Thursday, April 7

That computer dilemma

It's official: Computers don't help students any. The Program for International Student Assessment (Pisa) tested 100,000 15-year-olds in 32 developed or developing countries for math and literacy. The research revealed that students with computers actually showed diminished performances.

The scholars Thomas Fuchs and Ludger Woessmann of Munich University argued that the government drive to equip more students with computers was simply misplaced. "Computer availability was simply associated with better off, better-educated families and once family background was accounted for, the effects of computer ownership were found to be negative." On the other hand, the researchers also found out that "students with more than 500 books in their homes performed better in maths and science than those with none".

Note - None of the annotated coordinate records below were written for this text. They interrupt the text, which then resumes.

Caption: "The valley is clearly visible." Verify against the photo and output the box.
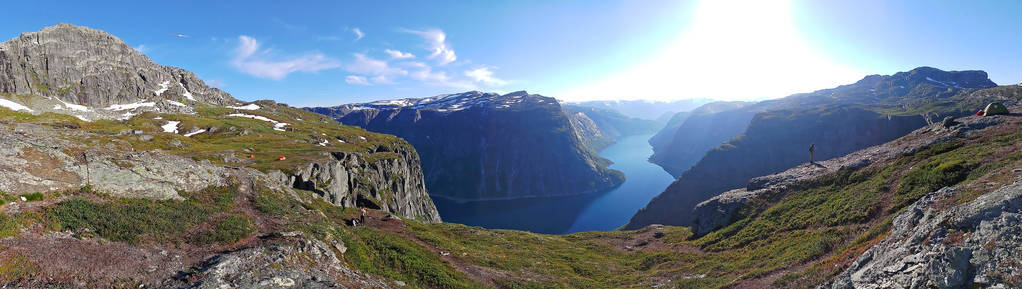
[0,10,1022,289]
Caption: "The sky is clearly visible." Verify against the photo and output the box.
[0,0,1022,106]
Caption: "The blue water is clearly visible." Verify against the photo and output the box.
[433,135,673,234]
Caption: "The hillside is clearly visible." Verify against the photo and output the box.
[625,67,998,229]
[307,91,623,201]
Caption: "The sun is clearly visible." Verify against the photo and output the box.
[558,0,865,100]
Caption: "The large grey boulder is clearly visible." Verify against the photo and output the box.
[822,183,1022,289]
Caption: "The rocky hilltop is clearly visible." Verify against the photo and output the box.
[625,67,997,228]
[307,91,623,200]
[0,25,238,119]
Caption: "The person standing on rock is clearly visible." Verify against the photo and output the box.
[359,207,366,225]
[809,143,817,163]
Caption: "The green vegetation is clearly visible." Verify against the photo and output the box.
[0,253,39,280]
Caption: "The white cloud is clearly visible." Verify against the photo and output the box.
[553,0,864,100]
[232,35,340,80]
[465,66,507,86]
[344,76,372,86]
[383,49,415,59]
[407,62,476,90]
[344,53,408,76]
[404,30,458,65]
[352,28,366,41]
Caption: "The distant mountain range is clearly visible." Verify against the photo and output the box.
[566,98,713,122]
[306,91,624,201]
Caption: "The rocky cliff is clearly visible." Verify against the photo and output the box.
[0,25,439,222]
[562,104,662,151]
[625,67,994,229]
[307,92,623,200]
[0,25,238,119]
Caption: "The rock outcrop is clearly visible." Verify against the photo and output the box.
[307,91,623,200]
[0,25,238,119]
[288,146,440,223]
[0,25,440,223]
[691,113,1007,236]
[822,184,1022,289]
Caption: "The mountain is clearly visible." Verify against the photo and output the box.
[649,101,754,178]
[566,98,712,121]
[561,104,662,151]
[307,91,623,200]
[625,67,995,229]
[0,26,1022,289]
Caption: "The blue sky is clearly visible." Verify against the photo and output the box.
[0,0,1022,106]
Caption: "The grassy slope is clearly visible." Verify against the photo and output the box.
[0,88,1022,288]
[0,116,1022,288]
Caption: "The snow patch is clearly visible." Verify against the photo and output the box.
[105,102,156,111]
[178,83,195,101]
[227,113,287,132]
[155,81,171,96]
[0,98,32,112]
[162,121,181,134]
[185,130,205,137]
[227,103,259,110]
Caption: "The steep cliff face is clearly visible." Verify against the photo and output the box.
[625,67,994,229]
[649,101,755,178]
[288,145,440,223]
[0,25,440,222]
[307,92,623,200]
[562,104,660,151]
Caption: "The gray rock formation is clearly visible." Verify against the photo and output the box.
[692,113,1008,236]
[822,183,1022,289]
[306,91,623,201]
[0,124,227,199]
[288,146,440,223]
[164,232,398,289]
[0,25,238,119]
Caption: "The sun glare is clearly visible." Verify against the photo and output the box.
[557,0,864,100]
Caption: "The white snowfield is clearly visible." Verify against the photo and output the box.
[227,113,287,132]
[162,121,181,134]
[227,103,259,110]
[155,81,171,96]
[185,130,205,137]
[105,102,156,111]
[0,98,32,112]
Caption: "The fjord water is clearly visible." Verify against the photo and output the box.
[433,135,673,234]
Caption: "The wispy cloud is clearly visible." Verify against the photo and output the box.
[402,29,458,65]
[383,49,415,59]
[344,76,371,86]
[344,53,408,85]
[465,66,507,86]
[408,62,475,90]
[352,28,366,41]
[231,35,340,80]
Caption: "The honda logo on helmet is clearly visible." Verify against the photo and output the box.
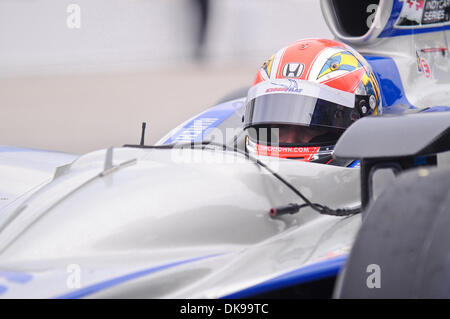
[282,63,305,78]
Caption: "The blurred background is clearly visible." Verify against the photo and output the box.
[0,0,332,153]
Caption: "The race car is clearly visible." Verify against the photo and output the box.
[0,0,450,298]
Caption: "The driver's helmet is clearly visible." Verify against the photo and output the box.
[244,39,382,165]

This latest study debunks the myth of the computer as educational tool: Students almost always never really use it for schoolwork. Instead they play online games, email their friends, download stuff. Or, as the researchers implied, computers actually contribute to a certain scholastic malignancy: "..if they are doing their homework, getting into bad cut-and-paste habits which will get them into trouble for plagiarism at university, assuming they ever get there."

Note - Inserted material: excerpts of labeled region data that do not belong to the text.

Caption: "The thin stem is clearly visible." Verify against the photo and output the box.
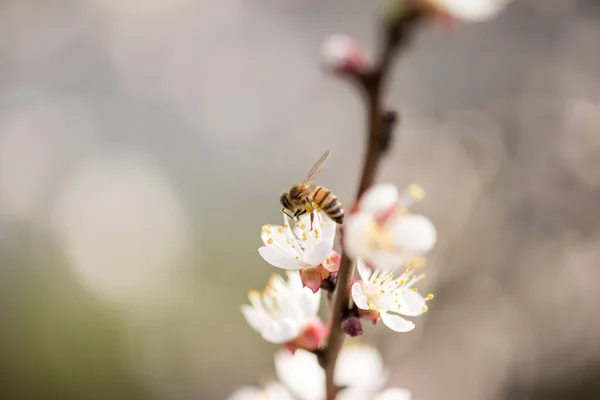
[322,9,422,400]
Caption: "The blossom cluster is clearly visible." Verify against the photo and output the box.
[230,0,510,400]
[242,184,437,352]
[229,344,412,400]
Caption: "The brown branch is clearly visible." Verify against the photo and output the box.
[322,7,422,400]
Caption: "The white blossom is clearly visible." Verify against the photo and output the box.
[425,0,512,22]
[258,211,336,270]
[344,184,437,271]
[352,259,433,332]
[275,344,410,400]
[321,35,370,73]
[227,382,293,400]
[241,271,325,344]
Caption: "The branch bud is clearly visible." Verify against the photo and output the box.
[321,35,371,75]
[342,317,362,337]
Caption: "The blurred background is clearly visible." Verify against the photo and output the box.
[0,0,600,400]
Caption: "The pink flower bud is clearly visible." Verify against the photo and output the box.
[321,35,371,74]
[358,309,381,325]
[342,317,362,337]
[300,266,323,293]
[321,250,342,272]
[284,318,329,354]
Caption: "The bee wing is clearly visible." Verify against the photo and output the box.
[303,150,331,185]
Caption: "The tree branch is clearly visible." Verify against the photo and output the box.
[322,7,422,400]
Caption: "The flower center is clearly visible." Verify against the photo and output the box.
[365,222,395,251]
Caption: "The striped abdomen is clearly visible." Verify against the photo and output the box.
[312,186,344,225]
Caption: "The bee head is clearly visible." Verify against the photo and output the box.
[289,185,302,200]
[279,192,292,210]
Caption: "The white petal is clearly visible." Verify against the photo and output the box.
[352,282,369,310]
[260,225,299,257]
[430,0,508,22]
[242,304,271,332]
[356,258,373,282]
[381,311,415,332]
[373,388,412,400]
[261,318,300,344]
[336,388,371,400]
[227,386,264,400]
[343,212,375,259]
[298,288,321,320]
[258,246,302,270]
[368,250,405,273]
[389,214,437,255]
[398,290,426,317]
[285,270,302,291]
[275,350,325,400]
[360,183,400,218]
[263,382,293,400]
[335,345,387,393]
[304,240,333,265]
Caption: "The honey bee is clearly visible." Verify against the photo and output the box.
[279,150,344,230]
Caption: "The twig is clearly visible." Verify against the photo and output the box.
[321,7,422,400]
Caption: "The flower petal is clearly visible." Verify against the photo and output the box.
[258,246,302,270]
[398,290,427,317]
[241,304,271,332]
[227,386,263,400]
[336,387,371,400]
[335,345,387,393]
[430,0,508,22]
[264,382,293,400]
[261,318,301,344]
[389,214,437,255]
[359,183,400,218]
[315,211,337,241]
[373,388,412,400]
[367,250,405,273]
[381,311,415,332]
[304,239,333,266]
[275,350,325,400]
[343,212,375,259]
[300,267,321,293]
[298,289,321,320]
[352,282,369,310]
[356,258,373,282]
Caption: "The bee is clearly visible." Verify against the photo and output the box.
[279,150,344,230]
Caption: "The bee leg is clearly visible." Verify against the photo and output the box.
[281,208,294,219]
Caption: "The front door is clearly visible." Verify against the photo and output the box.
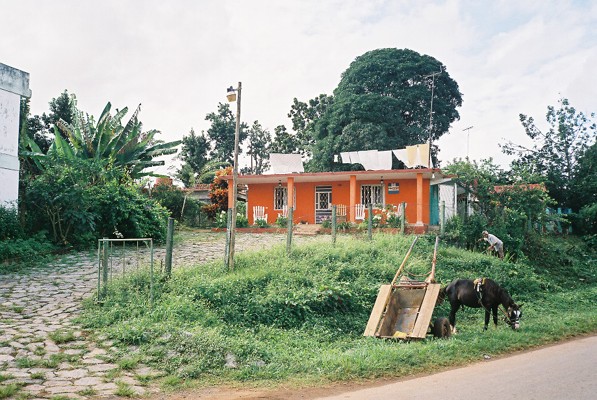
[315,186,332,224]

This last part is of particular concern to me. For in the past week alone, I caught two students who applied the cut-and-paste method in their paper. I'm not saying that it's all bad. People are naturally attracted to the shiny rows of gadgets, and they do herald some sort of advancement. I can't imagine my life now without or before I acquired the computer. Actually I can: I can still see myself writing on reams of yellow paper and clacking along on a portable typewriter with its pica keys. The computer--especially one that's portable--is also very much appreciated, especially if you're a writer writing scripts that need numerous revisions. Save yourself from typing them drafts over and over again! But there's also the huge potential for distraction. Student, writer or office worker, it's all the same. You surf one site, you'll click the link and before you know it, hours and days are gone.

The report didn't say anything about laptops helping teachers teach though, but I suppose it's the same thing. It's still in how you use it, and there's really something to be said about the more traditional ways of education. Rather than acquiring shiny new objects, maybe that money's better spent on more teachers, classrooms, and (gasp!) books.